What type of aircraft?
Is there fuel in the wing box?
Are there engines on the wings?
Are there other point loads on the wings (weapons racks, etc.)?
How is the wing box going to be assembled (bolted, bonded, one-piece)?

This kind of design trade study is very complex, and the result and conclusions will depend on the specific design criteria, goals and objectives, and with the selected fabrication processes.
 
you may want to compare the wing structure of a Lear31 and a Lear45 ... the eariler 31 design is based on a fighter multi-spar wing, the latter 45 was designed as a two spar wing (ok, 2 & 1/2).

I think a multi-spar wing is more tolerant of battle damage, but most commercial jets don't need that !

The minimum number of spars and careful design of the wing stringers produces the minumum weight.

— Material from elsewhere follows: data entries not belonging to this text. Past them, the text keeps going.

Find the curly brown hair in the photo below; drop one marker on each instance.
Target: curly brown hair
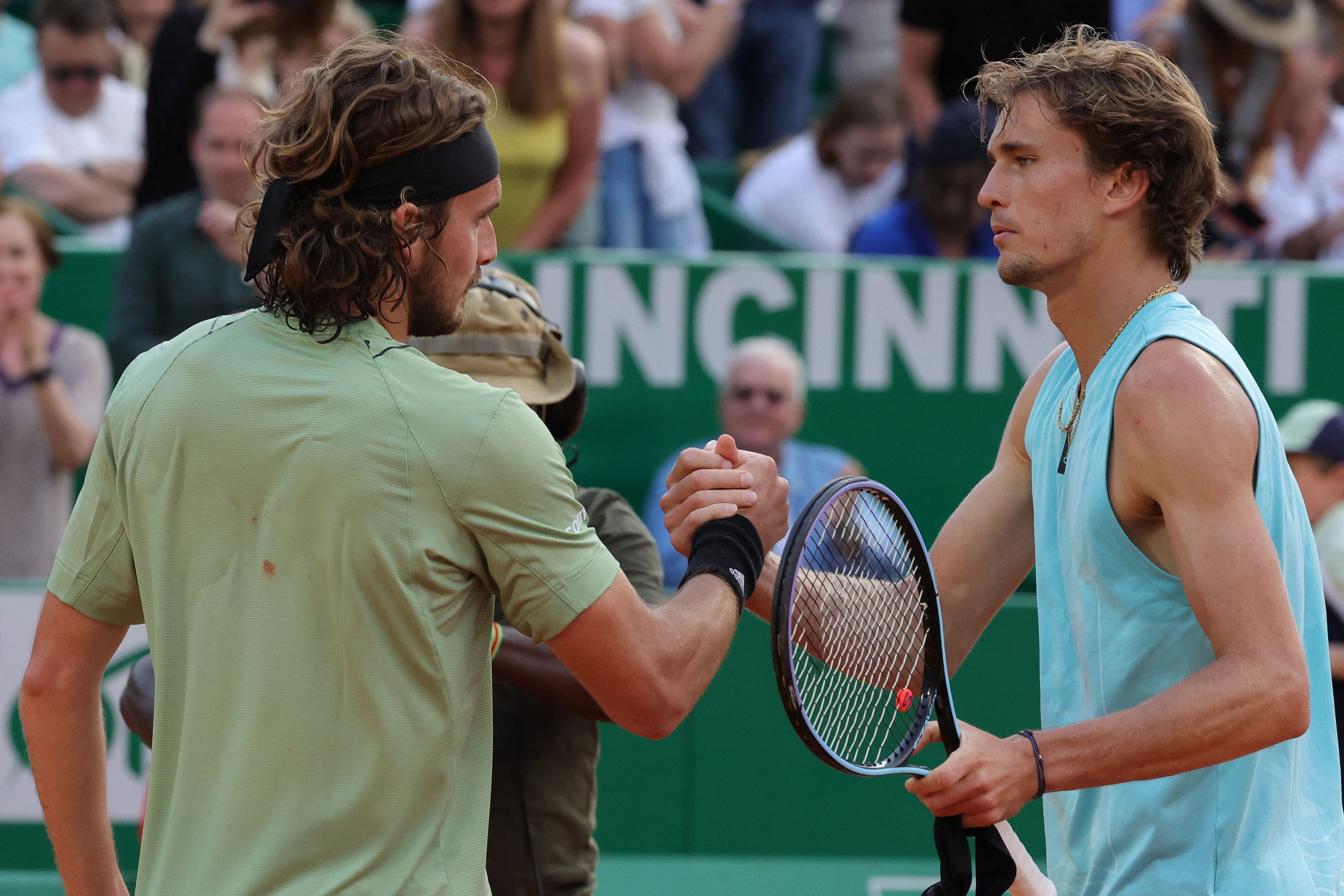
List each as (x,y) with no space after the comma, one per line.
(369,101)
(1129,105)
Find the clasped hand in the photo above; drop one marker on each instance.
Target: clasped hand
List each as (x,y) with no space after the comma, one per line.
(718,481)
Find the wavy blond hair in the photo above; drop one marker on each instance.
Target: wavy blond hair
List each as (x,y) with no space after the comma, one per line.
(366,103)
(1129,105)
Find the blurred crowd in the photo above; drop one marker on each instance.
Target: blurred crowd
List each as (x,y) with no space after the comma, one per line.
(843,123)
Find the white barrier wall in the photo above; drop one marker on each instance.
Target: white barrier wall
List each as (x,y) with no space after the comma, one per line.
(128,758)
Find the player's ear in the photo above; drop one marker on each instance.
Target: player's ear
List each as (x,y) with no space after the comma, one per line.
(1125,187)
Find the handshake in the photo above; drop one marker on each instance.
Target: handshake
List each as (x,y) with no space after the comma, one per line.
(718,481)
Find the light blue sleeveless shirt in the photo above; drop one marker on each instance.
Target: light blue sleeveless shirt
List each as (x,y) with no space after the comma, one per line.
(1116,629)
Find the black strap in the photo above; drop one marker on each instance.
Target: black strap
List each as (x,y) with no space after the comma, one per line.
(730,550)
(995,868)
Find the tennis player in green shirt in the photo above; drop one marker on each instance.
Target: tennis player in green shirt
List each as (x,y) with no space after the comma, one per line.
(312,521)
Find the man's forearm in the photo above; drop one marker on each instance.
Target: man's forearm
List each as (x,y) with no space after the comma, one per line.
(64,729)
(535,670)
(1228,710)
(71,441)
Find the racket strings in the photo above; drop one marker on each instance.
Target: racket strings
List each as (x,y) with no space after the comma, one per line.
(858,631)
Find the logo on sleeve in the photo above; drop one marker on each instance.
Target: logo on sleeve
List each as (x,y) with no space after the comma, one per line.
(580,523)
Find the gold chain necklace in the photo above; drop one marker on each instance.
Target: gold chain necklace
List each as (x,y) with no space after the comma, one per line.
(1081,393)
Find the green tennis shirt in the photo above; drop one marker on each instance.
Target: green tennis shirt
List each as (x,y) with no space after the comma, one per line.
(312,535)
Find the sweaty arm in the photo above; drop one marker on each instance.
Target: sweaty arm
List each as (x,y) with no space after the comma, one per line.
(919,56)
(85,198)
(644,666)
(535,670)
(1195,515)
(988,546)
(61,704)
(659,660)
(682,68)
(1256,692)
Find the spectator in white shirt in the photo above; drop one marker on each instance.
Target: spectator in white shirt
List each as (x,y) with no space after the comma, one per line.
(72,135)
(816,190)
(1304,201)
(651,195)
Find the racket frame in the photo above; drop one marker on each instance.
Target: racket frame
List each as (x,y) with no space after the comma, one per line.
(936,655)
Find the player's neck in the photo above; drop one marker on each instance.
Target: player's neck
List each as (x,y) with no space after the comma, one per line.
(1092,301)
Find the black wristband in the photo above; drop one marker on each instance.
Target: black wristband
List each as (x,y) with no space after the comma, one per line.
(38,378)
(730,550)
(1041,765)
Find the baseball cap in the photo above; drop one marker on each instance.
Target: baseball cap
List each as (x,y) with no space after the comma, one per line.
(1315,428)
(506,342)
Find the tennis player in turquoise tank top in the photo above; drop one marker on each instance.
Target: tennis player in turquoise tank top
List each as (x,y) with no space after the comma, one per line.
(1188,744)
(1188,737)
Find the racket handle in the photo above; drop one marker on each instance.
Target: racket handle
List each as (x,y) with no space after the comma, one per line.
(1030,882)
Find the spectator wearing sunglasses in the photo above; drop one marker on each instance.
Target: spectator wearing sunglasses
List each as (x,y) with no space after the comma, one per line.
(762,403)
(72,135)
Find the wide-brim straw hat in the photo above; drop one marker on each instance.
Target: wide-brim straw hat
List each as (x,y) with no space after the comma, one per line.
(506,342)
(1276,25)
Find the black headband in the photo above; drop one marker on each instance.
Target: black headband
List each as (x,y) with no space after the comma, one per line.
(432,175)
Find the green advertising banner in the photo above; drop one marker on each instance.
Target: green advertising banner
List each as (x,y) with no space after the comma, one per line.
(912,369)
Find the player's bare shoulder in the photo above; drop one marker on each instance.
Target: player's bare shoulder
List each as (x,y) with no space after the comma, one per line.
(1015,435)
(1180,413)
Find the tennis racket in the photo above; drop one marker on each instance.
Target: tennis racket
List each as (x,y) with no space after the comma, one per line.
(858,641)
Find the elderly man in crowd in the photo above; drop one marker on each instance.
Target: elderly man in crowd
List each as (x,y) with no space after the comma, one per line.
(72,135)
(18,48)
(761,403)
(185,264)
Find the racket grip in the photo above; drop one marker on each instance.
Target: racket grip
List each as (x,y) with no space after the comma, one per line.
(1030,882)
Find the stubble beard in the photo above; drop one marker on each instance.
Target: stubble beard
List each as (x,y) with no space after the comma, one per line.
(1022,271)
(430,308)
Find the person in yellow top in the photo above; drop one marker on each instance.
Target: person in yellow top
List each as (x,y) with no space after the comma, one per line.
(550,81)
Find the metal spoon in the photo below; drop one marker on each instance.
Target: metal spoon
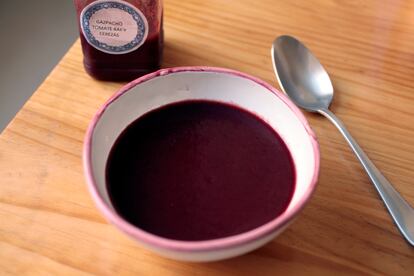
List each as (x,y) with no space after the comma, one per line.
(306,82)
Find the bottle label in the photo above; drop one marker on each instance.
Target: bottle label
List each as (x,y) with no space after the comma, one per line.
(113,27)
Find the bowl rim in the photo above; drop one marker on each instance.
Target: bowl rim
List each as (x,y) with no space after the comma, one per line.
(206,245)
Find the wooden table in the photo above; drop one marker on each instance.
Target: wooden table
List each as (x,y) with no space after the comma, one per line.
(48,223)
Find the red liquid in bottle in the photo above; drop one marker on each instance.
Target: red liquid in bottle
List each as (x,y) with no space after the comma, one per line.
(106,26)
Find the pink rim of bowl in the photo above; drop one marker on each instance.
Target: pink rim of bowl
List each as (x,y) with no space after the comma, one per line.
(196,246)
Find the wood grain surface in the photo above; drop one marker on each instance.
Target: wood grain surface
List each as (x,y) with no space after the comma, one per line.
(49,224)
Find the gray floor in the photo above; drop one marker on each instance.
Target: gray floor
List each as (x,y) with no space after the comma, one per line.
(34,35)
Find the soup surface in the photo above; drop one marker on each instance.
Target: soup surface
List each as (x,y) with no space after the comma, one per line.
(199,170)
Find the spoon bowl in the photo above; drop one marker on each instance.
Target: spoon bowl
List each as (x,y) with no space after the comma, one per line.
(305,81)
(301,75)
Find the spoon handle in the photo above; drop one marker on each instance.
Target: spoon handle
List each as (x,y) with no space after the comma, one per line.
(400,210)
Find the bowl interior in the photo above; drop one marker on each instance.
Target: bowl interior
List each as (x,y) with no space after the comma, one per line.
(218,86)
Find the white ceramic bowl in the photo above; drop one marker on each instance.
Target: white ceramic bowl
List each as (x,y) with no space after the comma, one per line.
(187,83)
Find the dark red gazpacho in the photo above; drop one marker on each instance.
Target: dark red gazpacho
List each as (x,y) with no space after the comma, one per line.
(199,170)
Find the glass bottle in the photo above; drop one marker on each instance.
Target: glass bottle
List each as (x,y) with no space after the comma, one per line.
(121,39)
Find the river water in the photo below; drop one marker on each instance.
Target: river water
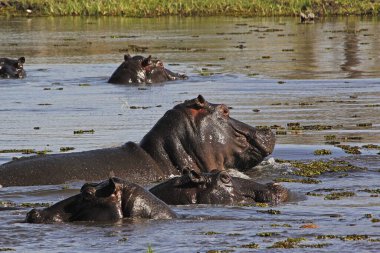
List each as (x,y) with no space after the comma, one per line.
(269,71)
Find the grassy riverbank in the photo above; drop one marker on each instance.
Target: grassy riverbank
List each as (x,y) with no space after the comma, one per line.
(152,8)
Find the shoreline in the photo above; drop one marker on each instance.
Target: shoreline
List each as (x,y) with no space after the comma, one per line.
(152,8)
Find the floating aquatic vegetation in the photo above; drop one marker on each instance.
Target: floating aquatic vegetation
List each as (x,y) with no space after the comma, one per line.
(354,237)
(355,150)
(310,225)
(124,239)
(375,191)
(324,237)
(371,146)
(250,246)
(270,211)
(297,180)
(316,168)
(314,194)
(339,195)
(322,152)
(65,149)
(289,243)
(26,204)
(281,225)
(211,233)
(91,131)
(23,151)
(267,234)
(234,234)
(43,152)
(364,125)
(330,137)
(305,103)
(7,249)
(134,107)
(317,246)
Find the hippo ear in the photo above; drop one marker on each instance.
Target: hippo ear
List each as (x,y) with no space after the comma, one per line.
(127,57)
(146,61)
(195,177)
(21,60)
(224,177)
(107,190)
(200,101)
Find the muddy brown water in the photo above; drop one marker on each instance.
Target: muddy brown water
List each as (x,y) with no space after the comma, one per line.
(269,71)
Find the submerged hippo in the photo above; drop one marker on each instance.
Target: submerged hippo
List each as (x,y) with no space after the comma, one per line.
(109,200)
(140,70)
(195,134)
(12,68)
(217,188)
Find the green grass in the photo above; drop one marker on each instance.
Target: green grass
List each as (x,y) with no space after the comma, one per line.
(153,8)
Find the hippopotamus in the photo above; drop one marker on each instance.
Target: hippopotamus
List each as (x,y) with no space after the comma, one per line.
(217,187)
(141,70)
(12,68)
(110,200)
(194,134)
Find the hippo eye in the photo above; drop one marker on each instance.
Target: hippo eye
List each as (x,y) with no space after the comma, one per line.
(224,110)
(225,177)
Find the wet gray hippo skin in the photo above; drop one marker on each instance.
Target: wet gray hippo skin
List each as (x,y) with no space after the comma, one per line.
(217,188)
(109,200)
(195,134)
(12,68)
(140,70)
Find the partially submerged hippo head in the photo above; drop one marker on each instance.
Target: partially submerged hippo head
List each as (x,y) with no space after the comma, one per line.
(217,188)
(203,137)
(12,68)
(139,70)
(109,200)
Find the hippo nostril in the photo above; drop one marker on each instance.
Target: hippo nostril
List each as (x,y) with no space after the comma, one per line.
(225,177)
(88,193)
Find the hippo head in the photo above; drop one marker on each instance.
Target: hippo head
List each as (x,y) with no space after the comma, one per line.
(132,70)
(217,188)
(203,137)
(12,68)
(96,202)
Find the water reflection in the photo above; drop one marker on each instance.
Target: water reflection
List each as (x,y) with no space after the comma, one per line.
(272,47)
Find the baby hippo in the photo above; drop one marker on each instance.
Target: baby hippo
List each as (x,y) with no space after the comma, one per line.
(217,188)
(109,200)
(10,68)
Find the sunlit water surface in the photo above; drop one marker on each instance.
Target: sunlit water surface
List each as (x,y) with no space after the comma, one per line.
(69,60)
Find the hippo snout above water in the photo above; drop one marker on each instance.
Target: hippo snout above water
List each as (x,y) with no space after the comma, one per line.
(217,188)
(195,134)
(141,70)
(10,68)
(109,200)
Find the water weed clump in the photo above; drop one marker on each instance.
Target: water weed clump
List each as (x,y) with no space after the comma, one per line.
(289,243)
(155,8)
(316,168)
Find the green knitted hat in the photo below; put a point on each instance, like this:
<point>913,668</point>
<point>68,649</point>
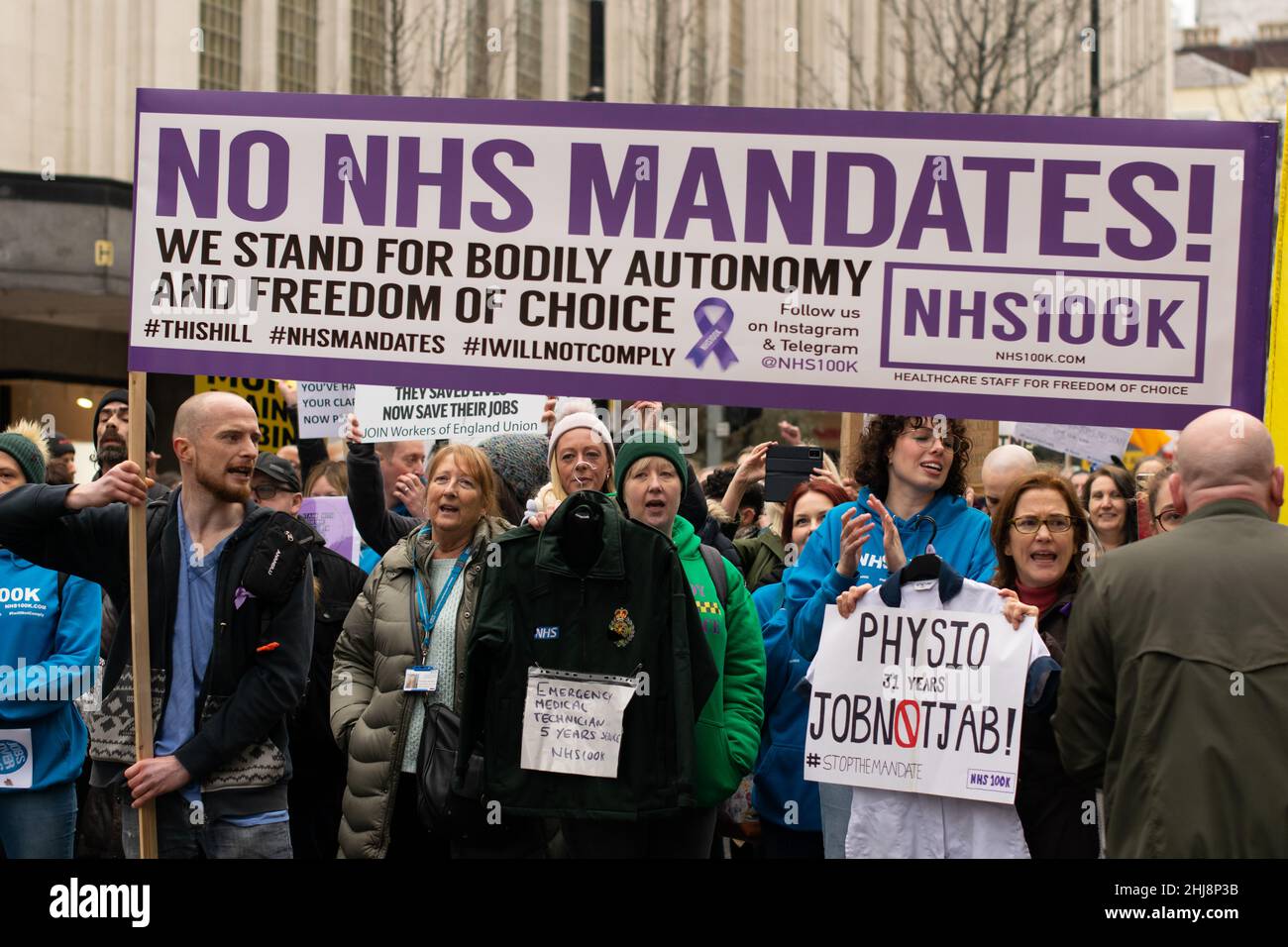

But as SWComposites notes above there are a Huge numbers of things that affect that statement !! Another consideration is that convergent spars on a tapering wing tend to be easier to manufacture than parallel ones (which have varying wing surface tangents to adapt to).
 
Thanks for youre reply, in principle the question is a theoretical question, so no fuel on wing, no hard points, no engines, and the idea could be to have a CFC skins and a metallic sub-structure.
My question would be to know the pros and contras of an architecture based on convergence spars and other one based on parallel spars and the impact on terms of weight.
 
i'd say the 1st consideration is wing planform. a tapered wing obviously lends itself to converging spars, a rectangular wing obviously suggests parallel spars. parallel spars on a tapered wing would be more difficult to manufacture, but as you say this isn't a real problem. converging spars on a rectangular wing would allow you to reduce the torsional stiffness of the wing towards the tip, if you wanted to, maybe to get some aeroelastic deflection happening (dynamic load relief?).
weight-wise i don't think there's much in it.